Tub incorrectly set in mortar

Discussion in 'Shower & Bathtub Forum & Blog' started by DNP, Oct 26, 2009.

  1. DNP

    DNP New Member

    Messages:
    2
    Location:
    manassa
    A fiberglass drop in Jacuzzi brand tub was recently set into a mortar base, while level, it is not resting on the tub frame.

    Question: Should I (can I) remove the tub, break up the mortar and re-set the tub altogether? I don't know if the mortar adheres to the tub to the extent that an attempt to remove the tub would destroy it. If it doesn't destroy the tub, the extra work to get it right would be worth it to me.

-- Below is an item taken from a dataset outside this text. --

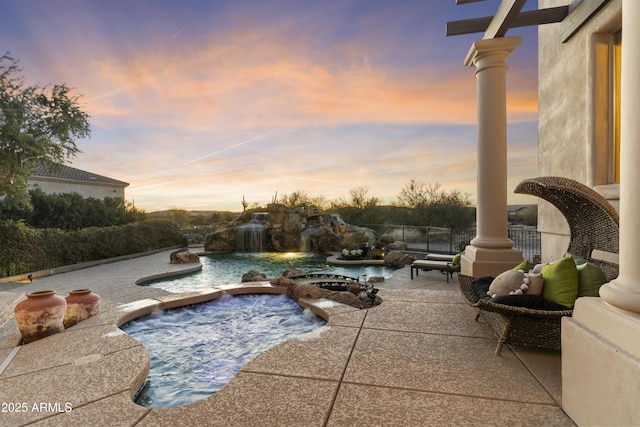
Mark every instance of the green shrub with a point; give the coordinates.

    If removal of the tub is not possible, I'm thinking it's possible to fill in gap around the lip of the tub with mortar to eliminate the "squeak" when you rest on the lip of the tub. Advisable or not?

    Thanks in advance.

    Dave
  2. jadnashua

    jadnashua Retired Defense Industry Engineer xxx

    Messages:
    22,313
    Location:
    New England
    The edges of the tub should be supported by ledger boards, and the base could be fine. If when you step in the tub (not sit on the edge), things squeak and you can feel or hear things moving, then it wasn't set in the mortar well. Sitting on the edge has little to do with how well the base is supported - that must be supported independently with the ledger boards.

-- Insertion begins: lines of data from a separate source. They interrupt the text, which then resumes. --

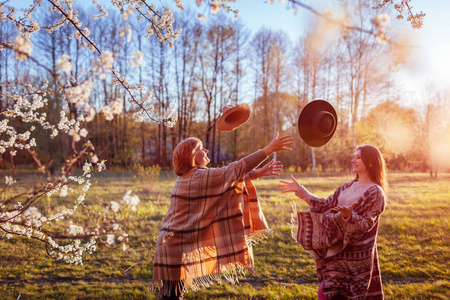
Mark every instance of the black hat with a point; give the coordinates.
(317, 123)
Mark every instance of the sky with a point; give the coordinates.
(430, 62)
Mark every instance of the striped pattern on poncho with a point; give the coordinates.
(345, 251)
(213, 219)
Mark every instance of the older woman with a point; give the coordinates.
(213, 219)
(341, 230)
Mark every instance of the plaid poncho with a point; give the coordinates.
(213, 219)
(345, 251)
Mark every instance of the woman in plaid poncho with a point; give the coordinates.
(340, 232)
(214, 218)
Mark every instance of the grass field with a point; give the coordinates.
(413, 246)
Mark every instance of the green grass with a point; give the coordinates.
(413, 246)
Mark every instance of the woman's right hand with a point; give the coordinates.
(278, 144)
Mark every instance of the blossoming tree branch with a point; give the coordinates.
(23, 116)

    Depends on what mortar was used, normally it won't stick much. If you do take it out, slap a piece of plastic film on the top of the mortar before you set the tub, then it won't be a problem. The goal is support, not adhesion.
  3. DNP

    DNP New Member

    Messages:
    2
    Location:
    manassa
    Thanks for the prompt response.

    Tub bottom is firmly supported. No movement, no squeak. The mortars seems to have been applied to thick so the edge of the tub is not supported by the frame. I know that's not terribly important. The edge just flexes a bit and squeaks a little. If correctable without ruining the tub, I'll pop it out and replace it. I can see the mortar is set on plastic, but I dont' see plastic between the mortar and tub. That would have been nice.

    Thanks again.
  4. jadnashua

    jadnashua Retired Defense Industry Engineer xxx

    Messages:
    22,313
    Location:
    New England
    If mortar dries, it won't be strong. Mortar needs to cure which means the water is chemically incorporated into the cement - it becomes part of the cement. If you set it on wood without isolating it with something like plastic, it will draw moisture out of the mortar before it can cure, and it will be weak.